Another motive for forgiving others ought to be the recollection of the day of judgment, and the standard by which we shall all be tried in that day. There will be no forgiveness in that day for unforgiving people. Such people would be unfit for heaven: they would not be able to value a dwelling-place to which “mercy” is the only title, and in which “mercy” is the eternal subject of song. Surely if we mean to stand at the right hand, when Jesus sits on the throne of his glory, we must learn, while we are on earth, to forgive.

Let these truths sink down deeply into our hearts. It is a melancholy fact that there are few Christian duties so little practiced as that of forgiveness: it is sad to see how much bitterness, unmercifulness, spite, hardness and unkindness there is among men. Yet there are few duties so strongly enforced in the New Testament Scriptures as this duty is, and few the neglect of which so clearly shuts a man out of the kingdom of God.

Would we give proof that we are at peace with God, washed in Christ’s blood, born of the Spirit, and made God’s children by adoption and grace? Let us remember this passage; like our Father in heaven, let us be forgiving. Has any man injured us? Let us this day forgive him. As Leighton says, “We ought to forgive ourselves little, and others much.”

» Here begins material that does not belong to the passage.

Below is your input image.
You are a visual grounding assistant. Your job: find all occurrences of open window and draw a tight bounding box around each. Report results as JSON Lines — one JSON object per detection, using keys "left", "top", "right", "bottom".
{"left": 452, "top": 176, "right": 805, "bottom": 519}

Would we do good to the world? Wopuld we have any influence on others, and make them see the beauty of true religion? Let us remember this passage. Men who care not for doctrines can understand a forgiving temper.

Would we grow in grace ourselves and become more holy in all our ways, words and works? Let us remember this passage. Nothing so grieves the Holy Spirit, and brings spiritual darkness over the soul, as giving way to a quarrelsome and unforgiving temper ( Ephesians 4:30–32 ).